8 replies to this topic
Posted 18 June 2010 - 04:56 PM
I'm just a beginner at air brush painting and I would like to narrow down my manufactures choices for my crankbait paints. What are your top four brands???
thanks in advance
Posted 18 June 2010 - 06:11 PM
Not trying to be funny, but starting out you can't get any less trouble free than Createx.
You can experiment later with other paints but learning how to use your airbrush and getting comfortable with it is most important when starting out.
Createx is easy to use and relativley inexpensive.
Posted 18 June 2010 - 08:51 PM
Createx is a good choice to start out with. It's water based so it's easily cleaned up and can be thinned with water if need be. It's relatively cheap compared to some paint and it's specifically made to be shot through an airbrush. The pigment is ground finer in paints that are designed to be shot through an airbrush. Createx is actually a t-shirt paint so it needs to be heat set to achieve color fastness. Do a search on heat setting and you will find everything you need to know about how that's done.
Posted 19 June 2010 - 08:21 AM
Ha, that was my first thought.!
You can add Parma to that, as it is manufactured by Createx, it has the same drying & heat-setting characteristics.
If you stick with a single manufacturer, and the same paint line, you'll automatically eliminate compatibility issues. I spray all pearls, flourescents, opaques, transparents, Parma Faschanges, and Fasflips, with an Iwata Eclipse HP-BS and nearly never dilute any paints. I shake thoroughly before use, and I use a patch of pantyhose between the bottletop and the cap. Because of the needle size of the Eclipse HP-BS, its gravity feed, and the in-cap paint filter, I never clog.
Posted 19 June 2010 - 12:10 PM
I think Createx is very consistent in terms of viscosity and ability to shoot through various airbrushes. However, the Createx color palette is pretty "Plain Jane". Some brands like Smith Wildlife (and others) have paint designed for taxidermy fish painting and since I prefer not to custom mix paint, I use any brand as long as it is water based acrylic airbrush paint. I've had zero problems with paint brand compatibility but you do get differences in viscosity and shooting ease using a hodgepodge of brands.

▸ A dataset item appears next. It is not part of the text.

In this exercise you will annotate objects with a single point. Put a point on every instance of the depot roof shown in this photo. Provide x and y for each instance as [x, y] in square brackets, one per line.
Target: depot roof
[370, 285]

Posted 21 June 2010 - 02:11 PM
Wildlife colors (Smith paints)
Com-art (Iwata brand paint)
Posted 22 June 2010 - 12:35 PM
I use AutoAir, Createx, Polytranspar, and Parma. All waterbased acrylics. I do use some solvent based HOK paints but it is rare if I would use one on crankbaits.
Some of the wildlife colors are just better in my opinion for baby bass, and some blue gill / sunfish effects.
Posted 23 June 2010 - 09:40 AM
Until you've painted for a while, I would thin any paint I used to the consistency of milk, and spray multiple light coats. Use a hair dryer to heat set each coat before you recoat.
Clean the brush between colors, and after each painting session.
Having a tupperware full of clean water, and a spray bottle with water and a couple of drops of dish washing liquid, next to your paint station, along with some clean rags, makes cleaning a lot more convenient.
I have an empty 5 gallon bucket I use for trash next to my bench, and I spray my cleaning water into it when I'm washing up.
Acetone, if your brush has teflon seals, is the cleaning fluid of last resort, when you've let the paint setup in the brush, or the needle sticks, or the nozzle is clogged.
You can soak you brush, disassembled, in a glass of acetone for ten minutes, and then reassemble it and shoot some acetone through it while you backflush, and your brush will be clean.
Just be sure to run some clean water through it after the acetone, before you paint again.
Once you get a routine, it only takes a minute to wash the brush. I seldom have to resort to acetone.